Back to ListInvestment Rating: 2.9
| Stock Code | VENTIVE | Market Cap | 15,254 Cr. | Current Price | 657 ₹ | High / Low | 845 ₹ |
| Stock P/E | 70.0 | Book Value | 197 ₹ | Dividend Yield | 0.00 % | ROCE | 10.0 % |
| ROE | 5.63 % | Face Value | 1.00 ₹ | DMA 50 | 710 ₹ | DMA 200 | 727 ₹ |
| Chg in FII Hold | -0.10 % | Chg in DII Hold | -0.01 % | PAT Qtr | 56.8 Cr. | PAT Prev Qtr | 56.0 Cr. |
| RSI | 33.9 | MACD | -21.8 | Volume | 22,720 | Avg Vol 1Wk | 62,720 |
| Low price | 619 ₹ | High price | 845 ₹ | PEG Ratio | 1.05 | Debt to equity | 0.19 |
| 52w Index | 16.6 % | Qtr Profit Var | 72.1 % | EPS | 9.28 ₹ | Industry PE | 27.8 |
📊 Analysis: VENTIVE shows weak fundamentals with ROCE at 10.0% and ROE at 5.63%, indicating poor efficiency and shareholder returns.
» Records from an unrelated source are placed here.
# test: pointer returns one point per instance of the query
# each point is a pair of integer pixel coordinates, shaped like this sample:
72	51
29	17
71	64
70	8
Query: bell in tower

The stock trades at a steep valuation with a P/E of 70.0 compared to the industry average of 27.8. Dividend yield is 0%, offering no income support. While the PEG ratio of 1.05 suggests fair valuation relative to growth, earnings remain modest with EPS at ₹9.28. Technical indicators (RSI 33.9, MACD -21.8) show bearish momentum, with the stock trading below both 50 DMA and 200 DMA. Quarterly PAT remained flat (₹56.0 Cr. to ₹56.8 Cr.), showing limited growth potential.
💰 Entry Price Zone: Ideal accumulation zone lies between ₹620 – ₹650, near its recent low of ₹619, offering a safer entry point given stretched valuations.
📈 Exit / Holding Strategy: If already holding, investors should adopt a cautious medium-term horizon (2–3 years). Exit strategy should be considered if earnings growth fails to accelerate, as ROE and ROCE are weak. A trailing stop-loss near ₹610 can protect downside. Long-term investors may hold only if profitability improves significantly and valuations normalize closer to industry averages.
✅ Positive
- PEG ratio (1.05) indicates fair valuation relative to growth.
- Debt-to-equity at 0.19 is manageable.
- Quarterly PAT remained stable, avoiding decline.
⚠️ Limitation
- High P/E (70.0) compared to industry average (27.8).
- Weak ROCE (10.0%) and ROE (5.63%) highlight poor efficiency.
- No dividend yield (0%), limiting investor appeal.
📉 Company Negative News
- Decline in FII (-0.10%) and DII (-0.01%) holdings shows reduced institutional confidence.
- Stock trading below DMA 50 (₹710) and DMA 200 (₹727).
- Bearish technical indicators (RSI below 35, MACD negative).
📈 Company Positive News
- Quarterly PAT remained stable at ₹56.8 Cr.
- EPS at ₹9.28 reflects a consistent earnings base.
🏭 Industry
- Industry P/E at 27.8 reflects moderate sector valuations.
- VENTIVE trades at a steep premium despite weak fundamentals.
🔎 Conclusion
VENTIVE is a high-risk stock with weak profitability and stretched valuations. While PEG ratio suggests fair growth alignment, poor ROE and ROCE limit long-term attractiveness. Investors should only accumulate near ₹620–₹650 for speculative exposure. Existing holders may continue with a medium-term horizon but should monitor earnings closely and exit if profitability fails to improve.